Sentencia 10.683 de 1998 junio 4 

CORTE SUPREMA DE JUSTICIA

SALA DE CASACIÓN LABORAL

INCUMPLIMIENTO EN EL PAGO DE PRESTACIONES SOCIALES

COMO CAUSA DE TERMINACIÓN DEL CONTRATO

EXTRACTOS:«La ley erige como justa causa de terminación unilateral del contrato de trabajo por parte del trabajador “Cualquier violación grave de las obligaciones o prohibiciones que incumben al patrono, de acuerdo con los artículos 57 y 59 del Código Sustantivo del Trabajo, o cualquier falta grave calificada como tal en pactos o convenciones colectivas, fallos arbitrales, contratos individuales o reglamentos” (D. 2351/65, art. 7º, lit. b, num. 8º).

Por su parte el artículo 57-5 del Código Sustantivo del Trabajo dice que son obligaciones especiales del patrono “Pagar la remuneración pactada en las condiciones, períodos y lugares convenidos”.

Aunque la expresión “remuneración pactada”, por su literalidad bien puede asociarse con el salario, dentro del contexto de la norma en cuestión no puede pensarse que se estén excluyendo otros pagos impuestos por la ley al empleador, porque la disposición hace parte del conjunto de los deberes básicos de quien se beneficia del trabajo humano y porque sería equivocado pensar que el legislador haya pretendido considerar como obligación especial exclusivamente el pago del salario sin hacer lo propio con el de las prestaciones sociales. Imposible suponer, también, que frente a éstas el legislador hubiese equivocado el orden de los conceptos para sustraer las prestaciones sociales de la categoría de los deberes contractuales del artículo 57 del Código Sustantivo del Trabajo para ubicarlas, en cambio, en la categoría de las prohibiciones a los patronos, que es el tema que maneja el código en su artículo 59.

Con este entendimiento de la ley (“remuneración” en sentido amplio pero cabal y pertinente), se evitaría forzar el alcance del artículo 59-1 del Código Sustantivo del Trabajo para ubicar, en un caso como el presente, la “falta de pago” de prestaciones sociales, como la cesantía parcial o la jubilación, en la regulación de las deducciones, retenciones y compensaciones, pues de hecho en las relaciones obrero patronales esas figuras tienen una connotación específica, hasta el punto que los literales a, b y c de la norma jurídica contemplan los casos concretos en que es lícita la autorización escrita y específica del trabajador para que operen lícitamente la deducción, retención o compensación.

El recurrente dedujo la violación de la ley precisamente de plantear la falta de pago de la cesantía y de la jubilación como una deducción, aunque razonó de manera diferente para imputarle al Tribunal una transgresión de la ley con un concepto de violación que pudiera o no compartirse, pero que se estudia dada la presentación de los otros cargos en los que plantea los otros modos de violación de la ley.

Para la Corte la solución del caso está en un punto distinto:

1. El trabajador puede terminar unilateralmente su contrato de trabajo si el empleador viola de manera grave la obligación de pagar la remuneración convenida (entendiendo por tal los salarios y las prestaciones). Es grave incumplir ese deber cuando se trata de la cesantía del trabajador.
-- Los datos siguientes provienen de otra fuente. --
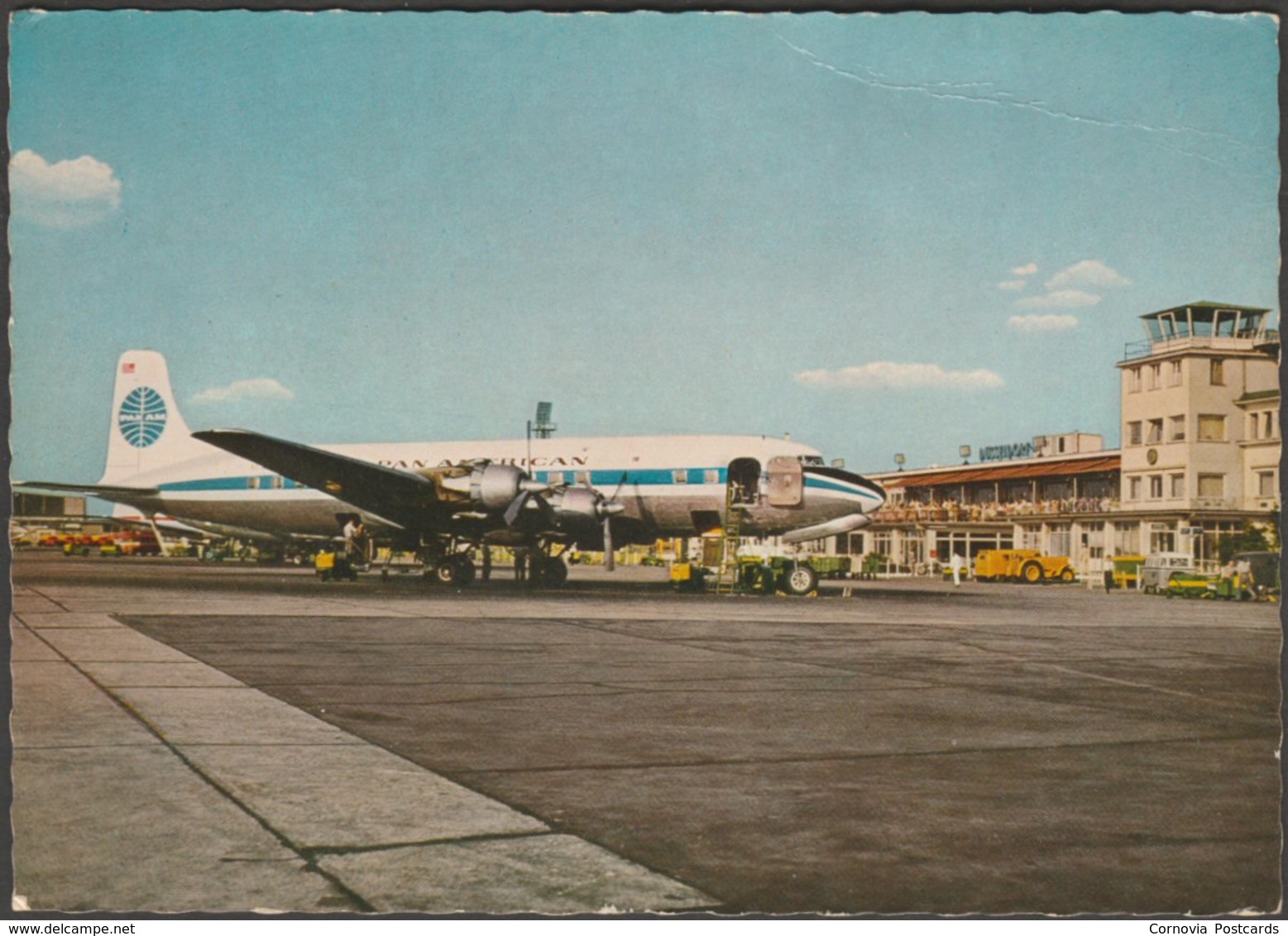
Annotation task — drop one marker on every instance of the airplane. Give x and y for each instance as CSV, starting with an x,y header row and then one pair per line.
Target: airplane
x,y
448,499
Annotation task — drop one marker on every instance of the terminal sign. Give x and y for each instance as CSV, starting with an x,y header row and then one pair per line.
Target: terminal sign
x,y
1020,450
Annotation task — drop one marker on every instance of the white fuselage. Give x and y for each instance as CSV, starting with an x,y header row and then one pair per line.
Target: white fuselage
x,y
668,485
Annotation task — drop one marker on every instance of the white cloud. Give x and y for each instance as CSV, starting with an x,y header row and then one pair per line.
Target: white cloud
x,y
1042,322
1061,299
71,193
256,388
892,375
1087,273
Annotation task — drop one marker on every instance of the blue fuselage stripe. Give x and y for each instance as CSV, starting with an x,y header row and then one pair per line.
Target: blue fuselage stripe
x,y
599,478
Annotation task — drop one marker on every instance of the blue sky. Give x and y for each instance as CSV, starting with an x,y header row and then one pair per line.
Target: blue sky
x,y
880,233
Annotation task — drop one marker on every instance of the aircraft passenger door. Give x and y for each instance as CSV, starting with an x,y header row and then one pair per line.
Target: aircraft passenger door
x,y
745,482
786,482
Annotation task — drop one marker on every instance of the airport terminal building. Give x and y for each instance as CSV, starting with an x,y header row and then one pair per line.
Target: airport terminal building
x,y
1199,460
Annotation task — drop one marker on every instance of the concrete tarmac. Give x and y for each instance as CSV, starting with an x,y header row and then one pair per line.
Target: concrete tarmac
x,y
233,738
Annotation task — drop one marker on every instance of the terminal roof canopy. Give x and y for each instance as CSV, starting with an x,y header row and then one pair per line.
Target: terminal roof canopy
x,y
1005,473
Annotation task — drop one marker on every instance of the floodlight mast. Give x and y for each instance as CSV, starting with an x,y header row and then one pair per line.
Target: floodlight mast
x,y
543,427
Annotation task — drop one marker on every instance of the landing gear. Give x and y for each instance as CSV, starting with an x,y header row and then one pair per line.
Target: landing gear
x,y
548,572
455,571
799,580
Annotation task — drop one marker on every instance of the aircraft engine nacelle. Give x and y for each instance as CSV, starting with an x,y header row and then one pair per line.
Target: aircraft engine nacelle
x,y
495,487
577,508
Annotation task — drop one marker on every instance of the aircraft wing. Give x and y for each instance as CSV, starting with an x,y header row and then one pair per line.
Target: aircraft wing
x,y
398,497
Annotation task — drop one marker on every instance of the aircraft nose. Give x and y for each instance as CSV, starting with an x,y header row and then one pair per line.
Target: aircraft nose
x,y
869,494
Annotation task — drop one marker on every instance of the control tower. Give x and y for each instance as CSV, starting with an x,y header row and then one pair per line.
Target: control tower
x,y
1200,415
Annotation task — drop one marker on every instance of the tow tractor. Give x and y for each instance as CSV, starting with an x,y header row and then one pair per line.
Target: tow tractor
x,y
1022,566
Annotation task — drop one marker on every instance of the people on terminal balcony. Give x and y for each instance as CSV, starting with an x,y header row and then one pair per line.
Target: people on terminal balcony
x,y
950,510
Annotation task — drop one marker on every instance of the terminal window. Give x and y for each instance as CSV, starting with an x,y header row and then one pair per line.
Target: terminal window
x,y
1211,427
1211,485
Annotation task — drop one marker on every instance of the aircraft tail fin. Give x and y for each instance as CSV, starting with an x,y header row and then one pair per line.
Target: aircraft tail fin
x,y
147,432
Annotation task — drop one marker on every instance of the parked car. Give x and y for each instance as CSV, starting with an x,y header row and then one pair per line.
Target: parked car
x,y
1160,566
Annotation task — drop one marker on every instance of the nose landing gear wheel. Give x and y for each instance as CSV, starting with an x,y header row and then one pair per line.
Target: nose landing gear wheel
x,y
800,580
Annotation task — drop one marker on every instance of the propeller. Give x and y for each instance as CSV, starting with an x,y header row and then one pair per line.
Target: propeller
x,y
608,509
529,494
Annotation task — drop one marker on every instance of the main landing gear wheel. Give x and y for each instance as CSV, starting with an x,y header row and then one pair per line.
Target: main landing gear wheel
x,y
549,572
455,572
800,580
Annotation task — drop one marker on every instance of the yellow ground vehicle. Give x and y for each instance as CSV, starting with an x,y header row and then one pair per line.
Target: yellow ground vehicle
x,y
331,566
1022,566
1128,571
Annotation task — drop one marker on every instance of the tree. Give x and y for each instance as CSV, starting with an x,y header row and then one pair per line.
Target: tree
x,y
1251,538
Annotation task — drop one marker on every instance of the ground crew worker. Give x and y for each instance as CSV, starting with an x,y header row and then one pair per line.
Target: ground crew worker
x,y
1243,580
1228,575
353,536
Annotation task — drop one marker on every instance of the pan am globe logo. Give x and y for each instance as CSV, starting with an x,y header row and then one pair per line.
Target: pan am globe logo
x,y
142,416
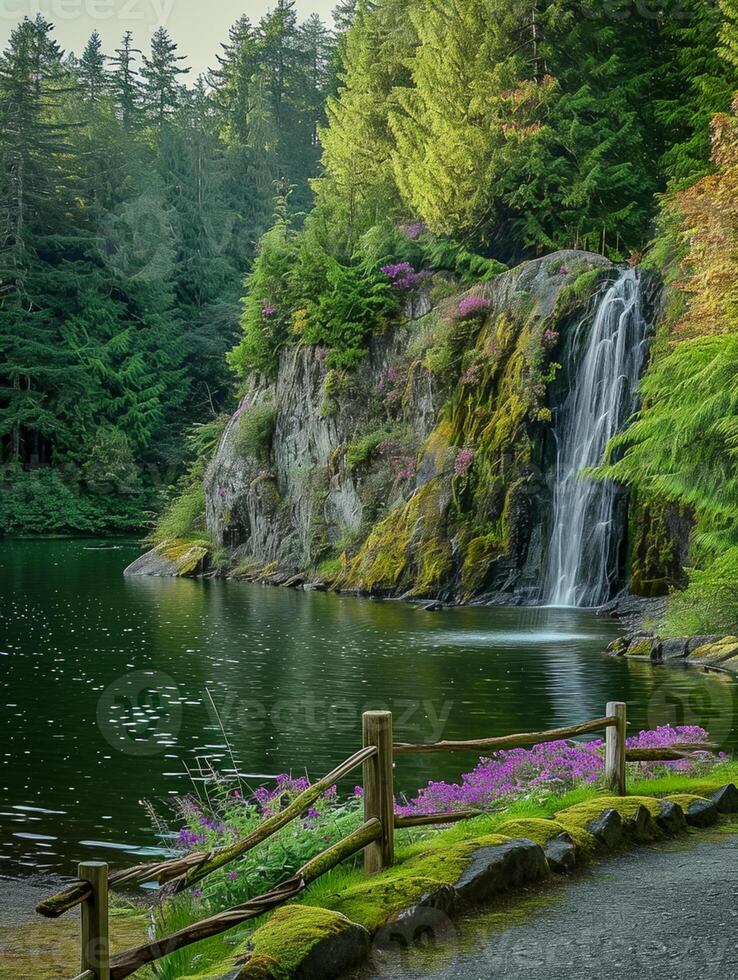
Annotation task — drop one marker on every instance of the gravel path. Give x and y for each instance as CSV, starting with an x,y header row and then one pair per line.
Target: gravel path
x,y
667,911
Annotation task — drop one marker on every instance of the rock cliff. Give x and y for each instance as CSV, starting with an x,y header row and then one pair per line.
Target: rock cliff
x,y
425,472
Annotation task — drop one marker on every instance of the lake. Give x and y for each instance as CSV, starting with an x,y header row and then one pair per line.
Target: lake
x,y
116,691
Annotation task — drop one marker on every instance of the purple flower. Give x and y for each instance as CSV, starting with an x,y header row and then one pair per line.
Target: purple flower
x,y
415,229
403,275
473,306
552,766
472,375
463,461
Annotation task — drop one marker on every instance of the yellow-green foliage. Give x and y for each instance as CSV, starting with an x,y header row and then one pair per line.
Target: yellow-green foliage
x,y
409,547
187,556
685,800
374,900
292,932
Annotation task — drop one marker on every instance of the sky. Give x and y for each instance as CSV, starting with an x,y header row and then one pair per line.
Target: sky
x,y
198,26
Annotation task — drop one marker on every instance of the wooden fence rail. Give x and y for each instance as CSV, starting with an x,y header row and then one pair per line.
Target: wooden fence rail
x,y
375,837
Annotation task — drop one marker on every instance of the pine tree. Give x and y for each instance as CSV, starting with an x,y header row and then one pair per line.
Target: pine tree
x,y
161,74
125,82
468,128
91,70
357,141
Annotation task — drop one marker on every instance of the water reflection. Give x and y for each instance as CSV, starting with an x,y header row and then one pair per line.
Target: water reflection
x,y
112,689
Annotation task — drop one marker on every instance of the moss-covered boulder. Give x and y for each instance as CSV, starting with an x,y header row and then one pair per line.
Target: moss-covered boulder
x,y
172,559
500,867
726,799
723,652
700,812
305,943
610,819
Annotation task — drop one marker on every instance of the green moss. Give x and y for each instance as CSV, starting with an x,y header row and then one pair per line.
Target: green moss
x,y
361,450
373,900
640,649
685,800
255,431
188,557
291,933
654,560
408,549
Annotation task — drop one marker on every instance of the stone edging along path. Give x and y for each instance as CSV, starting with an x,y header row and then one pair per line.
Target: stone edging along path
x,y
416,898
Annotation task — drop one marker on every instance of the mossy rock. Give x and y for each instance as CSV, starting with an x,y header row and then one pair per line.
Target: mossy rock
x,y
640,648
638,815
700,812
173,557
718,652
536,829
305,942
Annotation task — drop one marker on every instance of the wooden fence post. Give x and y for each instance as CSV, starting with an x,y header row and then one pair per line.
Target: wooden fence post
x,y
94,934
378,788
615,748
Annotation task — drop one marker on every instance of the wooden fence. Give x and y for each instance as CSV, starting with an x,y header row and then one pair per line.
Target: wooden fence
x,y
375,837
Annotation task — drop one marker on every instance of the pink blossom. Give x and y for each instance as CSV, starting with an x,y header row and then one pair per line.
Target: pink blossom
x,y
463,461
473,306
Pero en este caso específico ocurre que el pago parcial de la cesantía fue autorizado en el mes de febrero 1994 y ese hecho sólo vino a invocarse por el demandante como justa causa de terminación del contrato en enero de 1995, de manera que si en su momento ese incumplimiento no fue suficiente obstáculo para la continuidad del contrato, como lo revela la conducta del trabajador, no puede serlo para tenerlo en cuenta como justa causa para la ruptura del vínculo laboral.

2. No es consecuente con el orden legal utilizar la prerrogativa de terminar unilateralmente el contrato de trabajo con justa causa aduciendo la falta de pago (que no su retención, en sentido estricto) de la pensión de jubilación (convencional o legal), porque este hecho tiene una consecuencia específica contemplada en el artículo 8º de la Ley 10 de 1972. La protección constitucional a la jubilación se desarrolla legislativamente con la indemnización moratoria, mas no con la indemnización de perjuicios por el incumplimiento de las obligaciones que surgen del contrato de trabajo.

De acuerdo con lo anterior, a pesar de que hubo un error jurídico en la decisión del tribunal, en sede de instancia la Corte llegaría a la misma definición judicial, de modo que la anulación de la sentencia impugnada sería inocua».

(Sentencia de casación, junio 4 de 1998. Radicación 10.683 Magistrado Ponente: Dr. Germán Valdés Sánchez).